Seria Deus um ditador?

Um pastor querido escreveu que "o Calvinismo erra nos "5 pontos" ao super-enfatizar a soberania de Deus tranformando-o num ditador". Acredito que sua preocupação com uma imagem políticamente correta de Deus seja legítima. Afinal, numa época em que a democracia é tida se não como o melhor pelo menos como o menos pior dos regimes de governo, um Ditador Divino é algo um tanto quanto indesejável. O fato porém é que Deus não nomeou ninguém seu personal stylist para melhorar a sua imagem, tornando-o mais aceitável ao mundo. O Deus que deve ser apresentado ao mundo moderno, é o mesmo que foi apresentado nos tempos bíblicos.

O que vem a ser soberania? A soberania "é um poder (faculdade de impor aos outros um comando a que eles ficam a dever obediência) perpétuo (não pode ser limitado no tempo) e absoluto (não está sujeito a condições ou encargos postos por outrém, não recebe ordens ou instruções de ninguém e não é responsável perante nenhum outro poder)". Tem como características ser "una e indivisível, própria e não delegada, irrevogável, suprema". Essa conceituação refere-se à soberania de um homem ou de um Estado. E se assim é uma soberania terrena, como seria a soberania de um Deus?

Falando em termos teológicos, a soberania de Deus é o exercício de Sua supremacia.
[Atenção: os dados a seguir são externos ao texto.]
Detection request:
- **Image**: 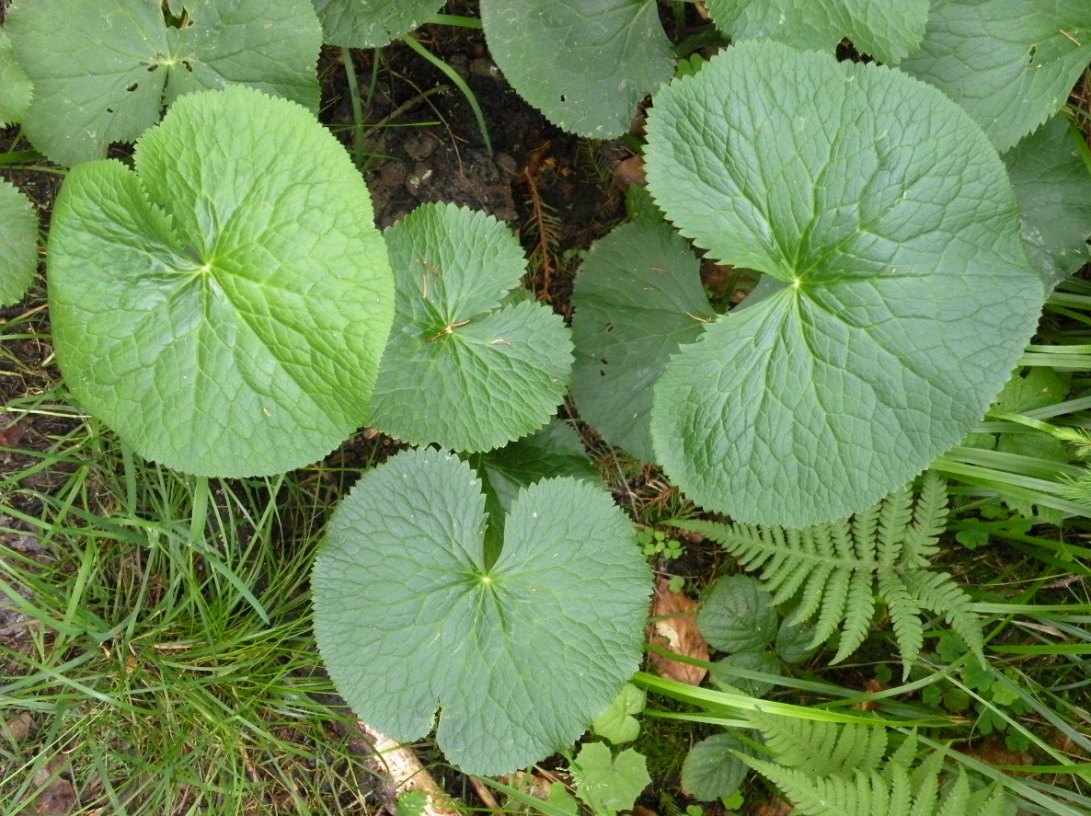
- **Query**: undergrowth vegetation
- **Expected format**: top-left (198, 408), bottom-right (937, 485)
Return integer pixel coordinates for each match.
top-left (0, 0), bottom-right (1091, 816)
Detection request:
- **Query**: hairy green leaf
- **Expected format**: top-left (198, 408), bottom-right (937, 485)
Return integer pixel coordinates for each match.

Deus tem o poder e exerce o domínio sobre toda a Sua Criação. Nada escapa ao Seu controle e tudo Ele controla para a Sua glória. Será então que a soberania de Deus pode ser super-enfatizada? Não creio que alguém consiga dar uma ênfase maior à soberania divina que àquela que a própria Bíblia dá.

Por exemplo, Judas exclama "ao único Deus, nosso Salvador, mediante Jesus Cristo, Senhor nosso, glória, majestade, império e soberania, antes de todas as eras, e agora, e por todos os séculos. Amém!" (Jd 1:24). Deus é um imperador soberano! A palavra traduzida por império (kratos) é traduzida como poder, força e domínio em outras passagens. A palavra soberania (exousia), por sua vez, significa "liberdade de ação com poder irrefreável". Temos então que Deus exerce um poder imperial soberano ilimitado. Com essa, acho que Judas terá que se explicar pelo seu "erro calvinista".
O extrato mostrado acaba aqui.